The definition of acne rosacea at is: “A chronic skin disease that causes persistent redness over the areas of the face and nose that normally blush mainly the forehead, the chin, and the lower half of the nose. The tiny blood vessels in these areas enlarge (dilate) and become more visible through the skin, appearing like tiny red lines (telangiectasias). Pimples that look like teenage acne can occur. Rosacea occurs most often between the ages of 30 and 60, especially in people with fair skin. It affects both sexes. Although it tends to occur more in women than in men, it is often worse in men. In most people the symptoms come and go, although it tends to worsen with time.” Conventional medicine goes on to say that it is incurable and attempts to mitigate symptoms with the use of antibiotics and anti-inflammatory steroidal creams.

However, Dr. Jonathan Wright, writing in the April 2022 issue of Green Medicine Newsletter points out that the cause and cure for rosacea was published in 1920 in the Lancet (Ryle JA, Barber HW. Gastric Analysis in Acne Rosacea. The Lancet. 1920 December 1195-1196.) Taken from that paper: “It has long been noticed that the appearance of the tongue in the majority of patients suffering from rosacea is characteristic; it is broad, flabby, pale in colour, and markedly indented at the edges. Believing that such features are frequently an accompaniment of hypochlorhydria, we prescribed the acid hydrochloric, well diluted in water, to be taken after meals or sipped during the meal. The results obtained with this treatment have been very satisfactory and frequently almost magical, even in the very worst cases.”
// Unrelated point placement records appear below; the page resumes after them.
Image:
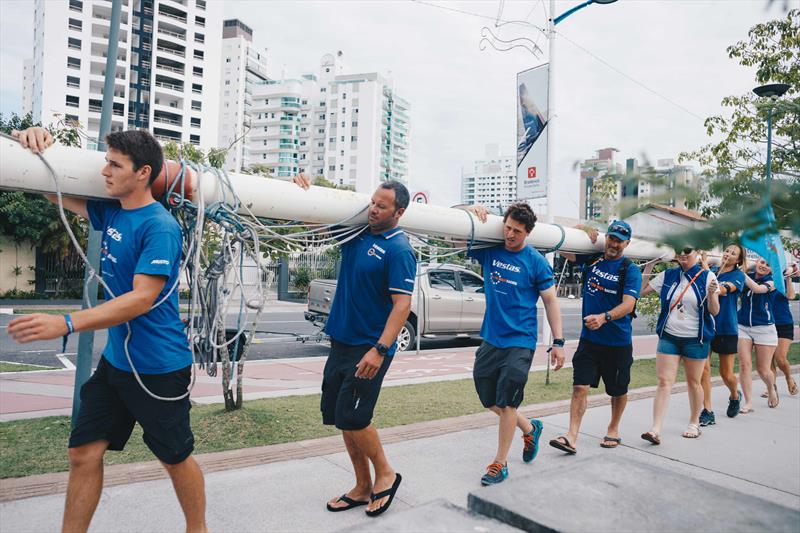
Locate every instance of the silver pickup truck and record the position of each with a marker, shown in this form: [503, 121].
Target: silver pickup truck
[448, 301]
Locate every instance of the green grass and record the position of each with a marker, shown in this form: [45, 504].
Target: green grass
[17, 367]
[39, 445]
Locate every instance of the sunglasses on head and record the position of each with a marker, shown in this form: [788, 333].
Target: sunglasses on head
[622, 230]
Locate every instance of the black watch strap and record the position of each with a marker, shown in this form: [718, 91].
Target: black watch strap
[382, 349]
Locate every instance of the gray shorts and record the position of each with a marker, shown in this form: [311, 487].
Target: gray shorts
[500, 374]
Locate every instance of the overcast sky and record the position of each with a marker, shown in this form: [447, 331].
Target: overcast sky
[463, 98]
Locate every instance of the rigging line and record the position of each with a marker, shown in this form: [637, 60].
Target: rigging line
[479, 15]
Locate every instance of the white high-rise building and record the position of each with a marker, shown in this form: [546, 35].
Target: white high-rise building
[167, 69]
[352, 129]
[491, 181]
[27, 86]
[243, 66]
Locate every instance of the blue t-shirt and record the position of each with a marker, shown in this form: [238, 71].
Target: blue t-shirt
[512, 281]
[146, 240]
[780, 307]
[601, 294]
[727, 322]
[373, 268]
[756, 309]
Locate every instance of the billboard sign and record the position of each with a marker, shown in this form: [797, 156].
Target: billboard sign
[532, 117]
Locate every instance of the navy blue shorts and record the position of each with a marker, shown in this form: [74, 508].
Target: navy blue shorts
[593, 361]
[500, 374]
[112, 401]
[688, 347]
[349, 402]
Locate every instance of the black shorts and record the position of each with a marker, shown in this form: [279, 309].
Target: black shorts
[112, 401]
[612, 363]
[725, 344]
[348, 402]
[785, 331]
[500, 374]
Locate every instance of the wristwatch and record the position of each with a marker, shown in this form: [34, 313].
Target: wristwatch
[382, 349]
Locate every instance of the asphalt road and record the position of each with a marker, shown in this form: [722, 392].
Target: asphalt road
[275, 340]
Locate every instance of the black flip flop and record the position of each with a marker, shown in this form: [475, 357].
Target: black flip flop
[390, 492]
[563, 446]
[615, 440]
[346, 499]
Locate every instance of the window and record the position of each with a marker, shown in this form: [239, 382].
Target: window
[471, 283]
[442, 280]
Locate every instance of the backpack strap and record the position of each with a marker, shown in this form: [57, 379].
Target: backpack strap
[623, 272]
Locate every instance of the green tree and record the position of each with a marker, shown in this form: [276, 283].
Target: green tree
[734, 164]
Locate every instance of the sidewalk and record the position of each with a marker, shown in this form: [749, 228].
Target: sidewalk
[49, 392]
[754, 456]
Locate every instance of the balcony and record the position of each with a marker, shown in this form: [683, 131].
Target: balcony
[179, 53]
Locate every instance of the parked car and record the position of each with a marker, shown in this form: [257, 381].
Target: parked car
[448, 301]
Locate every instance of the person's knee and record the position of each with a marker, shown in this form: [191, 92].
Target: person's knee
[580, 391]
[86, 456]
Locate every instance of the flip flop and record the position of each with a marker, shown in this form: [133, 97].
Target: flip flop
[652, 436]
[614, 440]
[346, 499]
[564, 446]
[390, 492]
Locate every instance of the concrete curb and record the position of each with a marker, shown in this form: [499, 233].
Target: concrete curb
[55, 483]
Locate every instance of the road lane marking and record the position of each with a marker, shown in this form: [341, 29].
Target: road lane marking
[64, 361]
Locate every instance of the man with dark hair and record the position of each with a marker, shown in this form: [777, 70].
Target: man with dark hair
[515, 275]
[372, 302]
[611, 284]
[140, 263]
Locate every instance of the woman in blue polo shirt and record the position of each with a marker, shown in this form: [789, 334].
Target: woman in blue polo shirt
[731, 283]
[757, 328]
[784, 326]
[685, 327]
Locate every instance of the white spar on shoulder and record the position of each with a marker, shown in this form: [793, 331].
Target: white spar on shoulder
[79, 170]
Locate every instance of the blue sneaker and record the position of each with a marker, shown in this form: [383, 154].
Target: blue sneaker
[707, 418]
[531, 449]
[495, 473]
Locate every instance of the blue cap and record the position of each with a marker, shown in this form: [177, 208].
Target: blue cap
[620, 229]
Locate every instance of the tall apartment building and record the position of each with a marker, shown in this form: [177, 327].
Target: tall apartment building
[243, 66]
[492, 181]
[637, 184]
[167, 69]
[352, 129]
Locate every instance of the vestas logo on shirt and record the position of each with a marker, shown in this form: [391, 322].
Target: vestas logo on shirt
[604, 275]
[376, 251]
[505, 266]
[114, 234]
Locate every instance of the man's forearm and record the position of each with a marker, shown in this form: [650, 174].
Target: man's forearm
[395, 322]
[114, 312]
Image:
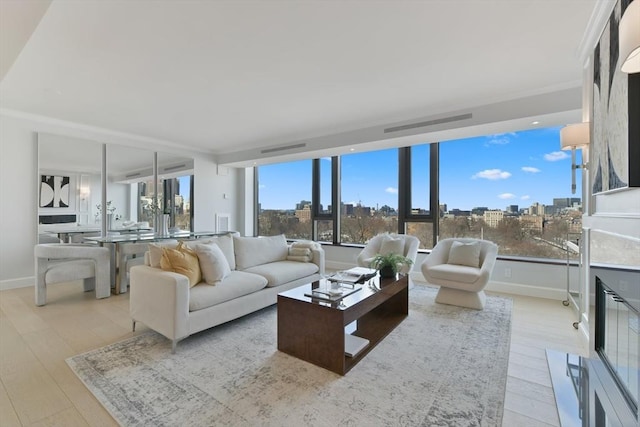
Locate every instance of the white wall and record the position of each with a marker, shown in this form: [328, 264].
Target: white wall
[18, 188]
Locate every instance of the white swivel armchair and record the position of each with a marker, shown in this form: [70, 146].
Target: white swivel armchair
[462, 268]
[63, 262]
[385, 243]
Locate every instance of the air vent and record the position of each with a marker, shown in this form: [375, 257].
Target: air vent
[170, 168]
[288, 147]
[429, 123]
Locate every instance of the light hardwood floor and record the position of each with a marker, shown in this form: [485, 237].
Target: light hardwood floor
[38, 388]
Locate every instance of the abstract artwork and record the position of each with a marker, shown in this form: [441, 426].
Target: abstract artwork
[615, 114]
[54, 191]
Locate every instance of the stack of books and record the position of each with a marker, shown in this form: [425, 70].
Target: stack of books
[354, 275]
[331, 294]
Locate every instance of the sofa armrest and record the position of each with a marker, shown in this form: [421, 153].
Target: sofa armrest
[160, 300]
Instead of using dilute hydrochloric acid, Dr. Wright prescribes betaine hydrochloride with pepsin in capsules (usually 650 milligrams each), taken with meals. (Compare with HCL-Xym which contains: Betaine Hydrochloride 500mg and a Fungal Pancreatin Blend of Protease 17,000 HUT,Amylase 875 SKB, Lipase 60 FIP and Aztrazyme, a mineral blend 5mg.)

A foundation of Dr. Wright’s practice has always been to test for the stomach acid production in his patients. In 2001 he published a book with Lane Lenard, PhD “Why Stomach Acid Is Good for You”. In addition to the betaine hydrochloride, he may add probiotic strains of lactobacillus acidophilus. (Theralac Pro) Because the gut flora is disturbed, he also prescribes vitamin B12 along with B complex to restore what is lost with an unhealthy microbiome.

Dr. Wright notes the greater incidence of SIBO (small intestine bacterial overgrowth) in patients with rosacea. He prefers rather than chasing the bacteria with antibiotics to treat the root cause of insufficient stomach acid.

An unhealthy gut microbiome has many poor health manifestations and insufficient stomach acids contribute to shifts in the microbiome. Low stomach acid also contributes to the difficulty in digesting proteins and absorbing minerals. (Enzylase) Acne Rosacea is an example of a skin disorder which starts in the gut.